6. With an eye to the Great Jubilee of the Year 2000, I was keen that there should be a Special Assembly of the Synod of Bishops for each of the five continents: after the Assembly for Africa (1994), America (1997), Asia (1998) and most recently Oceania (1998), in 1999 there will be, with the Lord's help, a Special Assembly for Europe. This will make possible an Ordinary General Assembly during the Jubilee year, to identify the rich insights which have come from the continental Assemblies and synthesize the conclusions to be drawn from them. That will be possible because similar concerns and points of interest have emerged from all the Synods. In this regard, referring to this series of Synodal Assemblies, I noted how "the theme underlying them all is evangelization, or rather the new evangelization, the foundations of which were laid down in the Apostolic Exhortation Evangelii Nuntiandi of Pope Paul VI".6 And so, in both my initial proposal to hold this Special Assembly of t! he Synod, and later in announcing the Synod itself, and after the Bishops' Conferences of America had agreed to the idea, I suggested that the Assembly's deliberations should address "the area of the new evangelization",7 and the problems emerging from it.8

This concern was all the more prominent, given that I myself had outlined an initial program for a new evangelization on American soil.
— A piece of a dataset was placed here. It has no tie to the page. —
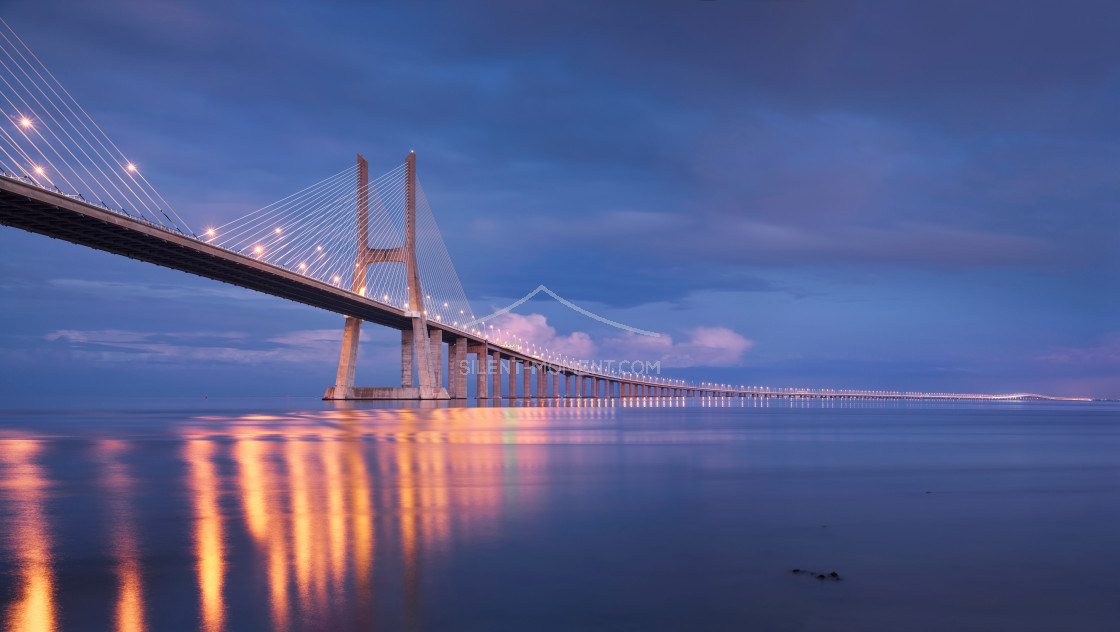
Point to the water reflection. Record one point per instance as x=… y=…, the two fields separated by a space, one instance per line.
x=120 y=486
x=28 y=538
x=210 y=548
As the Church throughout America prepared to commemorate the five hundredth anniversary of the first evangelization of the continent, when speaking to the Council of Latin American Bishops in Port-au-Prince (Haiti), I had said: "The commemoration of the five hundred years of evangelization will achieve its full meaning if it becomes a commitment by you the Bishops, together with your priests and people, a commitment not to a re-evangelization but to a new evangelization new in ardor, methods and expression."9 Later, I invited the whole Church to respond to this call, although the program of evangelization, embracing today's world in all its diversity, must take different shape in the light of two quite different situations: on the one hand, the situation of countries strongly affected by secularization, and, on the other, the situation of countries where there are still "many vital traditions of piety and popular forms of Christian religiosity".10 There is no doubt that in varying degrees both these situations are present in different countries or, better perhaps, in different groups within the various countries of the American continent.

With the presence and help of the Lord

7. With the command to evangelize which the Risen Lord left to his Church there goes the certitude, founded on his promise, that he continues to live and work among us: "I am with you always, to the close of the age" (Mt 28:20). The mysterious presence of Christ in his Church is the sure guarantee that the Church will succeed in accomplishing the task entrusted to her. At the same time, this presence enables us to encounter him, as the Son sent by the Father, as the Lord of Life who gives us his Spirit. A fresh encounter with Jesus Christ will make all the members of the Church in America aware that they are called to continue the Redeemer's mission in their lands.

If it is genuine, the personal encounter with the Lord will also bring a renewal of the Church: as sisters and neighbors to each other, the particular Churches of the continent will strengthen the bonds of cooperation and solidarity in order that the saving work of Christ may continue in the history of America with ever greater effect. Open to the unity which comes from true communion with the Risen Lord, the particular Churches, and all who belong to them, will discover through their own spiritual experience that "the encounter with the living Jesus Christ" is "the path to conversion, communion and solidarity". To the extent that these goals are reached, there will emerge an ever increasing dedication to the new evangelization of America.